De Eliane Brum.
Globo, 422 págs., 2008
Se você procurar na grande imprensa quem está praticando a arte narrativa do real com regularidade, consistência e alta qualidade, no Brasil de hoje, será quase impossível não se deparar com o nome de Eliane Brum, repórter especial da revista “Época”. Há um bom tempo, Eliane vem escrevendo matérias com forte marca de trabalho autoral, num modo de olhar o mundo todo seu e num estilo narrativo muito próprio, optando na maioria das vezes por pautas que passam ao largo do interesse da mídia.
Este seu terceiro livro é uma excelente antologia da sua produção, reunindo dez dessas matérias. Dar-lhes o benefício de alcançar existência atemporal, superando a efemeridade do periódico, condição que o livro-reportagem oferece, já seria um grande mérito da autora. Mas, criteriosa e exigente consigo mesma, Eliane não se contenta apenas em reproduzir os textos originais. Pensando especialmente em estudantes de jornalismo – futuros praticantes da arte da qual ela é expoente, espero –, acrescenta um alentado making of a cada reportagem, comentando os bastidores de sua feitura, dissecando seus procedimentos, desnudando a alma, diante do leitor, quanto aos erros e acertos de percurso.
Todos os textos constroem-se em torno de personagens anônimos, numa tradição do Jornalismo Literário ao qual a autora chegou intuitivamente, preferindo colocar em primeiro plano as pessoas que quase nunca ocupam as páginas dos jornais, vivendo na marginalidade social de uma civilização profundamente injusta.

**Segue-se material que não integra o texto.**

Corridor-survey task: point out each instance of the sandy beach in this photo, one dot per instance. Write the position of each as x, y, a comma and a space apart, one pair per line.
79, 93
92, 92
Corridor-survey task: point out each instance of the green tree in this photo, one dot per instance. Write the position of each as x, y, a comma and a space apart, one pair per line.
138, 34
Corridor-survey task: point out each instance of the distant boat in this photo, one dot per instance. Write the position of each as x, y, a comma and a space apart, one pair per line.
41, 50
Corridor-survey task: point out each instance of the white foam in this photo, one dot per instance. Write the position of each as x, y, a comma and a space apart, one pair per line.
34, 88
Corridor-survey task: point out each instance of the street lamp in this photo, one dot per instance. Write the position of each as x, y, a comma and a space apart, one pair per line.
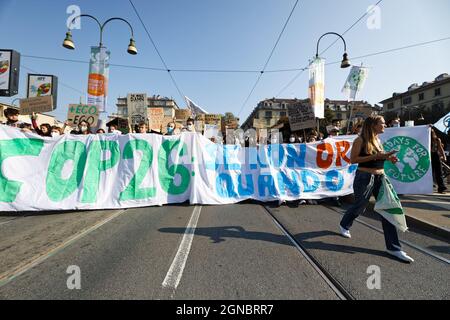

Esquecidas pelo resto do mundo, ganham um tratamento exemplar de dignidade humana nas histórias que revelam a grandiosidade compassiva das parteiras do Amapá, a honrável luta contra o tempo dos idosos do asilo carioca, a batalha por uma vida cotidianamente normal dos habitantes da favela paulistana, as oscilações entre o céu e o inferno de um dono de garimpo no Norte, a coragem silenciosa da aposentada que está condenada pela doença a viver seus últimos dias sabendo que vai morrer.
Um dos segredos dessa arte é unir os conteúdos da realidade apurada com precisão à forma narrativa de requinte literário que diz muito à mente do leitor, mas particularmente transmite mais ainda ao seu coração. O uso de representação simbólica que condensa numa frase a essência de uma história, a alma de uma vida, é um dos instrumentos utilizados com maestria por Eliane. Assim, as parteiras “nasceram do ventre úmido da Amazônia”; o desempregado Hustene Alves Pereira, apenas um número nas estatísticas oficiais, está “debruçado sobre o abismo metropolitano”; e dona Noêmia é resgatada da velhice solitária pela filha que a faz atravessar o portão de ferro para fora do asilo, “a vida inteira espremida numa mala de mão”.
Ouvir, ver, cheirar, apalpar e sentir realidades, intensamente imersos no mundo dos outros, é um atributo dos praticantes da arte. Mas é também virtude, em ocasiões especiais, voltar-se para dentro, sem preconceitos, buscando com lâmpada de explorador de cavernas os próprios demônios dos subterrâneos escuros. Essa preciosidade absolutamente sincera a autora nos dá, em um de seus textos.
E confessa: “Sou alguém que tenta viver duvidando o tempo todo das certezas, das minhas e das alheias. E por isso estou sempre em carne viva. Neste livro, como na vida, tudo o que tenho a oferecer sou eu mesma. Espero que seja suficiente”. (EPL)
* texto publicado no site da ABJL – Associação Brasileira de Jornalismo Literário na seção Olho Vivo, resenha de livros.